JERUSALEM (AFP) — Israel voiced concern over planned meeting on Sunday between the presidents of Switzerland and the Jewish state's arch-foe Iran as part of a controversial UN conference on racism in Geneva.
Ahead of the conference opening on Monday, Swiss President Hans-Rudolf Merz was due to meet his Iranian counterpart Mahmoud Ahmadinejad during a dinner for conference participants on Sunday.
"We are going to try to convince the Swiss president not to meet with Ahmadinejad," Aharon Lechnoyaar, the Israeli representative at UN institutions in Geneva, told public radio.
Israeli foreign ministry spokeman Yossi Levy described the UN meeting as a "tragic farce".
"Officially it is aimed at denouncing racism, but it has invited a Holocaust denier who has called for the destruction of Israel," he said.

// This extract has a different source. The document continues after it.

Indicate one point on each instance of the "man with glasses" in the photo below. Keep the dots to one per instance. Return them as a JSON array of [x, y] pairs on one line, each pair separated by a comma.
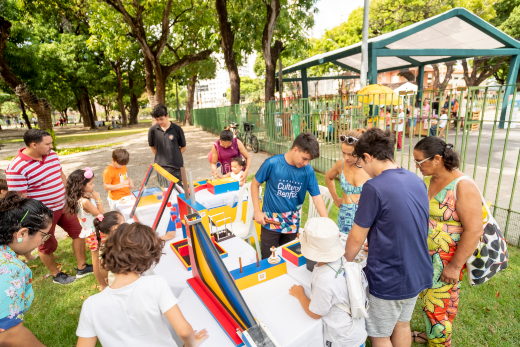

Ahmadinejad's attendance has sparked fears that the five-day meeting could end in acrimony, as did the previous event held eight years ago in Durban, South Africa.
The Iranian president, who is so far the only prominent head of state due to attend the Durban Review Conference, has stirred outrage by repeatedly calling the Holocaust a "myth" and calling for Israel to be wiped off the map.
Negotiators in Geneva said on Friday that Western and most Muslim states had agreed on a declaration that ironed out the most controversial issues relating to religious discrimination, Israel and the Middle East.
But on Saturday, Israel's staunch ally the United States said it would not join the conference because its final declaration still included language Washington was "unable to support."
The United States, along with Israel, walked out of the World Conference on Racism in Durban in 2001 after a row with some Muslim states about Israel's treatment of the Palestinians and anti-Semitism.